Include simple .progress switch in future_lapply
Opened this issue · 2 comments
Both purrr and furrr's map*
functions have a .progress
switch to enable a progress bar. It would be very convenient to also have it available, e.g. in future_lapply.
Here is a quick implementation of a .progress
switch which uses a CLI-based progress bar, that is also in use in purrr and that also seems to be favoured by furrr:
library("future")
library("future.apply")
library("progressr")
f <- function(x){
Sys.sleep(.01)
x
}
future_lapply_progress <- function(X, FUN, ..., .progress = FALSE){
handlers("cli")
if(.progress == TRUE){
with_progress({
nX <- length(X)
p <- progressor(nX)
FUN_progress <- function(X, ...) {
res <- FUN(X, ...)
p()
res
}
future_lapply(X, FUN_progress, ...)
})
} else {
future_lapply(X, FUN, ...)
}
}
res <- future_lapply_progress(1:100, f, .progress = F)
res <- future_lapply_progress(1:100, f, .progress = T)

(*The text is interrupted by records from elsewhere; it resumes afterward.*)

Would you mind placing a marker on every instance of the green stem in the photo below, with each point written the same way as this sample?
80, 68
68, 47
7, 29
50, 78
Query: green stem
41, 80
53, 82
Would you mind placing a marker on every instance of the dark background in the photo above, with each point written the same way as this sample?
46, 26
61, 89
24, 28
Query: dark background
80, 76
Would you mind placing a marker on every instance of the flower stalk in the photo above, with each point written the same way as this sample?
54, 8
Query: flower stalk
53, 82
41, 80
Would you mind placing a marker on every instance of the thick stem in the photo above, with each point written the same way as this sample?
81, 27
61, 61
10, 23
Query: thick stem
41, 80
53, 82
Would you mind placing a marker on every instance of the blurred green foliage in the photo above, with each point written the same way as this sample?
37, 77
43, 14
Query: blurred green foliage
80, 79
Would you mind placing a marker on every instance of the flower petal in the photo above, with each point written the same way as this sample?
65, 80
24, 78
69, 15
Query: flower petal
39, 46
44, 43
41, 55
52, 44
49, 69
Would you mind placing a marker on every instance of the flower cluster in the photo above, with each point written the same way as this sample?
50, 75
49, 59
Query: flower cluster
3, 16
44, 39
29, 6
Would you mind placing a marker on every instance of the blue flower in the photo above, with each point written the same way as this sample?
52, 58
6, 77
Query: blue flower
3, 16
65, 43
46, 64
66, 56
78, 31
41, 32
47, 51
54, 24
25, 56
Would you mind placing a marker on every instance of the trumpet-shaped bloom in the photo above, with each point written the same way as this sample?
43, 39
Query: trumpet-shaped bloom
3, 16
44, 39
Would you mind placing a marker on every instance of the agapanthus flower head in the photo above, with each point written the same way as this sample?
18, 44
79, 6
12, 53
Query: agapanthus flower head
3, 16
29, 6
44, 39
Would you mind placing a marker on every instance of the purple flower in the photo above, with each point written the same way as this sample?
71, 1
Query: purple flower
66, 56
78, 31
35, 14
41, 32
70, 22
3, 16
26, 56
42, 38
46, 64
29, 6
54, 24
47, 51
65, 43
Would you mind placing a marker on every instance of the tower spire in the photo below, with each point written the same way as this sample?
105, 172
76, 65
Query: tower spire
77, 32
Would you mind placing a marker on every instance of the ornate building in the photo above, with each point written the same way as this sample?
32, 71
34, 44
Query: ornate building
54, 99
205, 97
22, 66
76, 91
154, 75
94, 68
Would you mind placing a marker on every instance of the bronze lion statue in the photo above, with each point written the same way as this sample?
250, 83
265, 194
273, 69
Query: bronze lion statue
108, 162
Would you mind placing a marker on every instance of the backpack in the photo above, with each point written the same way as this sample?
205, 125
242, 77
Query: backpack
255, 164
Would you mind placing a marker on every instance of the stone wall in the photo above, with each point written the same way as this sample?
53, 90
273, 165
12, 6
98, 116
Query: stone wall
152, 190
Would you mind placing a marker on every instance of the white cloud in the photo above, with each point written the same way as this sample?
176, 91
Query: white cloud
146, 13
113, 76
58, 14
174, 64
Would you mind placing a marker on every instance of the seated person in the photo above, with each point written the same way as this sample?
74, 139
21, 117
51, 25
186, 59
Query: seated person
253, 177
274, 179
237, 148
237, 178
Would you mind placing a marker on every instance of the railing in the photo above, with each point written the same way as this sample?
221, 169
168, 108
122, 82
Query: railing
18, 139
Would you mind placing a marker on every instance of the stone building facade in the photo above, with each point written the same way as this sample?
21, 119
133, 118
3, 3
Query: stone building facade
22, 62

I know about futureverses "back-end/ront-end" design philisophy to separate progress signaling from displaying progress. However, if one quickly wants to parallelize some lapply-type code in RStudio, having a simple .progress switch is more convenient than having to set up the progressor, including it in the function to be parallelized, wrapping it in a with_progress()
and remembering/researching how these three pieces fit together. Also, this implementation would possibly serve as a template to update the furrr's .progress
implementation to using the CLI package.
To start out, you're not the first to ask for this, and you won't be the last. The problem is not the implementation - the problem is the API and the contract to the developer and end-user.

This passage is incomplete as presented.